4. MySql tables

Here we describe MySql tables used by locust and their columns. Tables design was borrowed from ASPseek.

wordurl

This table keeps the database dictionary.

word
Word itself in the unicode.
word_id
The word numerical handle.

urlword

This table keeps information about all encountered URLs, both indexed and not indexed yet which match conditions specified in configuration files.

url_id
ID of URL.
site_id
ID of site, refers to sites.site_id.
deleted
Set to 1 if server returned an error.
url
URL itself.
next_index_time
Time of next indexing in seconds from UNIX epoch.
status
HTTP status returned by server or 0 if document has not been indexed yet.
crc
MD5 checksum of document.
last_modified
"Last-Modified" field in the HTTP header.
etag
"ETag" field in the HTTP header.
last_index_time
Time of last indexing in seconds from UNIX epoch.
referrer
ID of URL which first referred this URL.
tag
Arbitrary tag.
hops
Depth of URL in hyperlink tree.
redir
URL ID, where current URL is redirected or 0 if this URL is not redirected.
origin
Set to 0 for the original, 1 for a clone.

urlwordsNN (where NN is 2-digit number from 00-15)

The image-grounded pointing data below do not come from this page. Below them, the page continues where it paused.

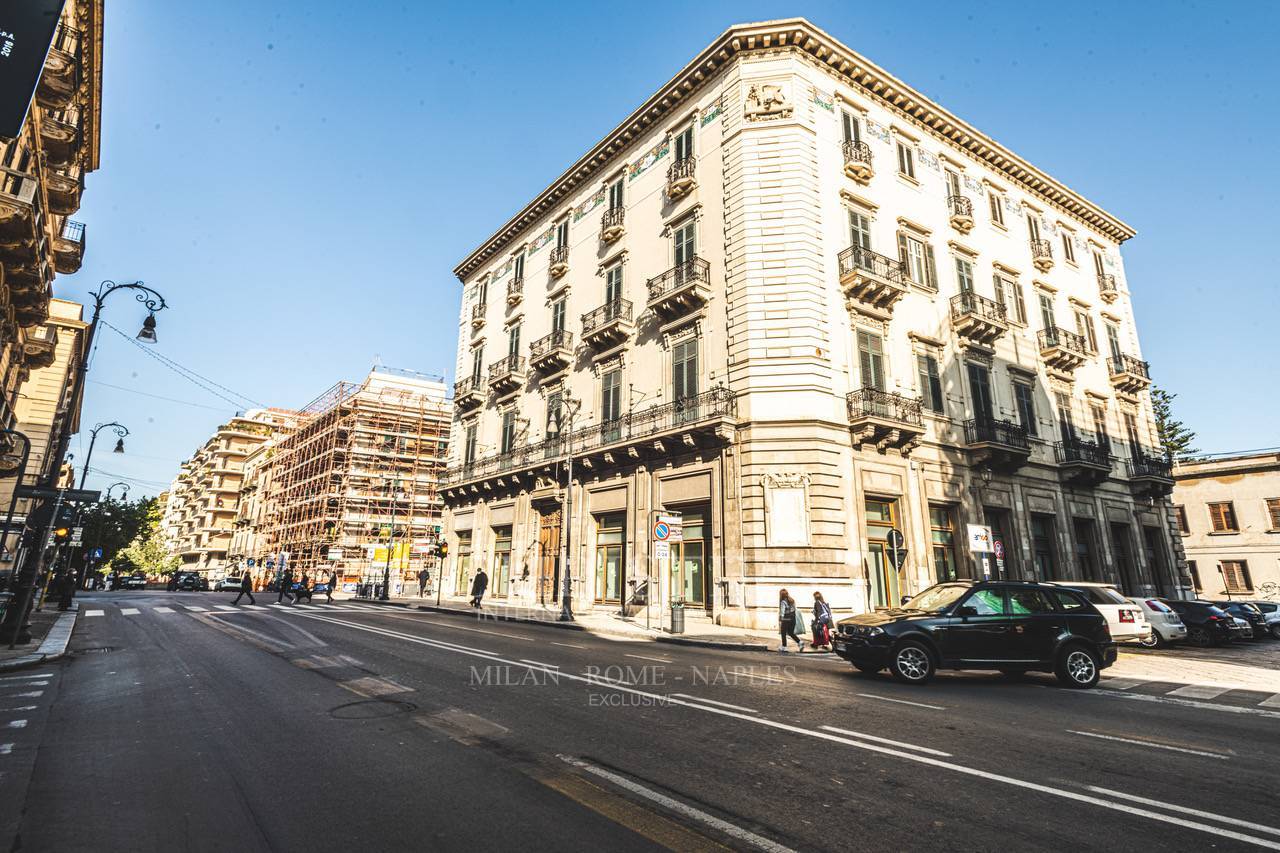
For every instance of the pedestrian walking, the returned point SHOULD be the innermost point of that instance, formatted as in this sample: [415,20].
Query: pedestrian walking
[789,620]
[822,623]
[478,587]
[246,589]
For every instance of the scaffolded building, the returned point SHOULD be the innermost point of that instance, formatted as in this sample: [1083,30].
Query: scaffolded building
[355,487]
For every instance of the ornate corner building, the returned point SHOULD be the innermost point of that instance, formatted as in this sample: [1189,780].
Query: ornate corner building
[801,305]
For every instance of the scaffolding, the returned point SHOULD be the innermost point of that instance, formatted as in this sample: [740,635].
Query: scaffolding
[355,487]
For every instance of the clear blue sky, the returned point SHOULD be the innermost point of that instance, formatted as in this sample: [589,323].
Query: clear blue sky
[300,178]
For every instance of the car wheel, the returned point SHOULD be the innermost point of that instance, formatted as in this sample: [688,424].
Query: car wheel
[912,662]
[1200,637]
[1078,667]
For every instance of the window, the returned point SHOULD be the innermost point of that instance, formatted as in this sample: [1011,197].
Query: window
[849,126]
[931,383]
[964,276]
[942,533]
[859,229]
[508,430]
[469,445]
[871,359]
[995,201]
[684,245]
[558,315]
[917,259]
[1223,518]
[1024,396]
[905,160]
[1235,575]
[1084,328]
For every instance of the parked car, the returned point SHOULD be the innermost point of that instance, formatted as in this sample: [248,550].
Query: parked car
[1258,628]
[1271,612]
[1206,624]
[1166,625]
[982,625]
[1128,623]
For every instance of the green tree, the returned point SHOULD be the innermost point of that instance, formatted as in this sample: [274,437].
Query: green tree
[1176,438]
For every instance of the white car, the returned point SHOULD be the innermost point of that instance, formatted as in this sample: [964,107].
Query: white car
[1166,625]
[1128,621]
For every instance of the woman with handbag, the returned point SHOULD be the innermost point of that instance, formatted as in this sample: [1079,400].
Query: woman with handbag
[789,620]
[822,623]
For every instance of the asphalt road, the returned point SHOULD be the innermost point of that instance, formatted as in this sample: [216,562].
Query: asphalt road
[362,728]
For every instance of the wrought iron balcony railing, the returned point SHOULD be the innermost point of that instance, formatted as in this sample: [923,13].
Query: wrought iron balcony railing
[858,259]
[680,414]
[873,402]
[694,270]
[607,313]
[991,430]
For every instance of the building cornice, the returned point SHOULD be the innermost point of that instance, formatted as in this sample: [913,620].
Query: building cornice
[859,72]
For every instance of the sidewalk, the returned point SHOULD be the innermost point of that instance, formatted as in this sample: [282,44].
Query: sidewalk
[696,633]
[50,632]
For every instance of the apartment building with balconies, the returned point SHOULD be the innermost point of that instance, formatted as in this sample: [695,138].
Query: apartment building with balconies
[799,304]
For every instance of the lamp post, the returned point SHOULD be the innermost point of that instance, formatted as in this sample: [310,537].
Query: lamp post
[154,302]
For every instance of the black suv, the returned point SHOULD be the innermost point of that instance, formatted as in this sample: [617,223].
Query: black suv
[982,625]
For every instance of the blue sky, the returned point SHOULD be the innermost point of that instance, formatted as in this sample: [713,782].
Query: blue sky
[300,178]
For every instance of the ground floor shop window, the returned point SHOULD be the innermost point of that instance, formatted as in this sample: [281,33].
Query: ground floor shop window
[886,580]
[501,580]
[611,537]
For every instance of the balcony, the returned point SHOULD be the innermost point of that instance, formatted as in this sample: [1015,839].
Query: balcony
[1042,255]
[858,162]
[612,224]
[1150,474]
[1083,463]
[467,393]
[507,374]
[657,433]
[681,178]
[997,443]
[960,210]
[41,346]
[1129,375]
[681,288]
[552,351]
[885,419]
[1107,287]
[515,292]
[978,319]
[872,283]
[608,324]
[558,261]
[1061,350]
[69,247]
[60,78]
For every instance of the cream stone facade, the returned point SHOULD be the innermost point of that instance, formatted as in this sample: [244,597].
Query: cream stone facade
[1229,511]
[799,304]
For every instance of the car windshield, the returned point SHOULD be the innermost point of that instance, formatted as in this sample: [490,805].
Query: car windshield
[937,598]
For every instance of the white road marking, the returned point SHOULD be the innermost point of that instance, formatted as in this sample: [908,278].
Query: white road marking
[862,744]
[723,705]
[885,698]
[732,830]
[894,743]
[1153,746]
[1233,821]
[644,657]
[1198,692]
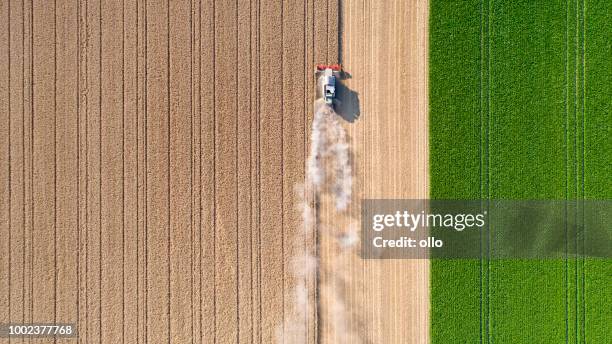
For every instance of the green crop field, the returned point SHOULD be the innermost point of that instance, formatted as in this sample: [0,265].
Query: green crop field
[521,108]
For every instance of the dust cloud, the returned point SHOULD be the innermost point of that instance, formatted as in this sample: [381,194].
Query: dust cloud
[328,170]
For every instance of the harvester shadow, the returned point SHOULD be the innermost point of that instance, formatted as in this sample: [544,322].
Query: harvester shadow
[347,106]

These tables contain additional info about existing indexed URLs. Number NN in table name is URL_ID mod 16.

deleted
Set to 1 if server returned an error.
wordcount
Count of unique words in the indexed part of URL.
totalcount
Total count of words in the indexed part of URL.
content_type
Content-Type HTTP header returned by server.
charset
Document charset taken from Content-Type HTTP header or META.
title
First 128 characters from pages title.
txt
First 255 characters from page body, stripped from HTML tags.
docsize
Total size of URL.
keywords
First 255 characters from page keywords.
description
First 100 characters from page description.
lang
Not used now.
words
Zipped content of URL.
hrefs
Sorted array of outgoing href IDs from this URL.

In the first 4 bytes (size of unsigned), the blob field words contains the size of the uncompressed document content or the value 0xFFFFFFFF if the content is stored uncompressed (this may happen if the compressed content is longer than the uncompressed one or if compression fails). The rest of the blob contains compressed or uncompressed content.

robots

This table contains information parsed from robots.txt file for each site.

hostinfo
Host name.
path
Path to exclude from indexing.

sites

This table contains IDs for all indexed sites.

site_id
ID of site.
site
Site name with protocol, like http://www.my.com/.

stat

This table contains information about query statistics for each completed query.

addr
IP address of computer, from which query was requested.
proxy
IP address of proxy server, through which query was requested.
query
Query string.
ul
URL limit used to restrict the query.
sp
Web spaces used to restrict the query.
site
Site ID used to restrict the query.
np
Results page number requested.
ps
Results per page.
sites
Number of found sites matching query.
urls
Number of found URLs matching query.
start
Query processing start in seconds from UNIX epoch.
finish
Query processing finish in seconds from UNIX epoch.
referer
URL of web page from which query was requested.